The Greatest Love World Tour is the debut worldwide concert tour by American singer Whitney Houston, in support of her debut studio album Whitney Houston. The four-month tour began in North America on July 26, 1986 at the Merriweather Post Pavilion with an itinerary that included visits in Europe, Japan and Australia.

Background

Houston's debut album was released in early 1985 and she performed at various clubs to promote the album. Following the success of the US #1 R&B hit single "You Give Good Love", Houston became the opening act for singers' Luther Vandross and Jeffrey Osborne on their individual 1985 US tours. After the next single, "Saving All My Love For You" became Houston's first #1 on the US Hot 100, she began headlining her own shows, playing at various American theaters, festivals, and clubs throughout the summer and fall of 1985. With more #1 hits on the way, and Houston's album at the top of the album charts, she would become a household name. She then embarked on her first worldwide tour, the successful The Greatest Love Tour. The tour started in North America during the summer of 1986, before heading to Europe, Japan, Australia and back to USA for a final show in Hawaii during the fall.

The show
The show consisted of Houston on a fringed round stage in the center of the arena/theater with a 9-piece band playing and four backup vocalists behind her. There were no costume changes or background dancers. Brother Gary Garland would replace Jermaine Jackson and Teddy Pendergrass on the duets. Comedian Sylvia Traymore served as the opening act.

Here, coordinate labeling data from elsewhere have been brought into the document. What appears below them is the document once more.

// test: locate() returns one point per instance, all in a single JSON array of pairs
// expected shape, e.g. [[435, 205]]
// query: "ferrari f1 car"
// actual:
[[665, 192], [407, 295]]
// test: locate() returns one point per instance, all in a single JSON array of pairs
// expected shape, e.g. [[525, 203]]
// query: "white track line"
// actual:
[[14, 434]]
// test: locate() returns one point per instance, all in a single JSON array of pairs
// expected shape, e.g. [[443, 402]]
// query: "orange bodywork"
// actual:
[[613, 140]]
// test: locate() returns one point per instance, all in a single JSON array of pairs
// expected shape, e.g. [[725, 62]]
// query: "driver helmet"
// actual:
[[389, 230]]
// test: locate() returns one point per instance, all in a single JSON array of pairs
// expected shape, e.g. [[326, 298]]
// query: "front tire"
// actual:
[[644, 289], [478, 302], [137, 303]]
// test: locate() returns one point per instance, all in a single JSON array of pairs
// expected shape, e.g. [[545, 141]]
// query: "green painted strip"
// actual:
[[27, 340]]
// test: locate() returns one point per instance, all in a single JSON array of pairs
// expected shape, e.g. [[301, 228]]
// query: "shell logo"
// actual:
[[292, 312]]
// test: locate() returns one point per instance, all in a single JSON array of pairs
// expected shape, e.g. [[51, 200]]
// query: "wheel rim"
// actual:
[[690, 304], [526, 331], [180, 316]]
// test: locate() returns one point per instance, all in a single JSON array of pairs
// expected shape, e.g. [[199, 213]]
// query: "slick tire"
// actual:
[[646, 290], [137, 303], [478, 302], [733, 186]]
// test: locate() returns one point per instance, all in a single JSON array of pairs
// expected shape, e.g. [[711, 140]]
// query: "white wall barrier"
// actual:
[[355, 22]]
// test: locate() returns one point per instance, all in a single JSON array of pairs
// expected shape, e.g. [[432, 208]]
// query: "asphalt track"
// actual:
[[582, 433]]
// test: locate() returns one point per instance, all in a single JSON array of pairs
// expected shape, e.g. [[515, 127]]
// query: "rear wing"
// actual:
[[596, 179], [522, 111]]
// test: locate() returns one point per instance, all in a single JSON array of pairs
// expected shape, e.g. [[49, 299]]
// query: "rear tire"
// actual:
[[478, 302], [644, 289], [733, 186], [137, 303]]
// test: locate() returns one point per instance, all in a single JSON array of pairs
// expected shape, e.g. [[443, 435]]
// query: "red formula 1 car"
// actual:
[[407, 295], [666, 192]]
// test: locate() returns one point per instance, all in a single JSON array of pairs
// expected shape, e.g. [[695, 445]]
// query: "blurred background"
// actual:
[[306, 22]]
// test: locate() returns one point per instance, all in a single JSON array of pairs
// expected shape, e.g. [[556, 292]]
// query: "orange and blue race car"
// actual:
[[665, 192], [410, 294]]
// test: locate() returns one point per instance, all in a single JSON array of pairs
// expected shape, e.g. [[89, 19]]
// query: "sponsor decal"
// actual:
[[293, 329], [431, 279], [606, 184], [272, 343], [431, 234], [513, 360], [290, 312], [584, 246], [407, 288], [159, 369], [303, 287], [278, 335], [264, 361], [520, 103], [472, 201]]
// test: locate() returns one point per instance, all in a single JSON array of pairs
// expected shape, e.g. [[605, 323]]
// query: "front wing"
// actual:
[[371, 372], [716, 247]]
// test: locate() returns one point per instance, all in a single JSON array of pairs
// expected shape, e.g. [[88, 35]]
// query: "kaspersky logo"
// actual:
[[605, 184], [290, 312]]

While on her first global tour, Houston revealed she was a creative musician; rearranging most of the songs during her shows and sometimes deviating from the album's version. In "You Give Good Love", Houston would slow it down and emphasize the soulful elements of the song, treating it like a gospel number while breaking it down with her background singers. During "Saving All My Love", Houston arranged the song into a bluesy jazz number that recalled Billie Holiday. Houston often scatted with sax player Josh Harris during the end of the song. Many critics noted "He/I Believe" and "I Am Changing" as the show's highlights. The former is a song she learned from her mother which joins the gospel songs "He Is" with "I Believe". The latter is a cover of the show Jennifer Holliday's show stopping Dreamgirls song. After opening the show with a tease of the anthemic "Greatest Love of All", Houston closed out the show with a slowed down soulful version of the song.

Billboard magazine's Carlo Wolff said the following on his column for her show at Saratoga Performing Arts Center on July 28, 1986.

Opening acts
Sylvia Morrison from Washington, DC, is the first black female impressionist/comedian.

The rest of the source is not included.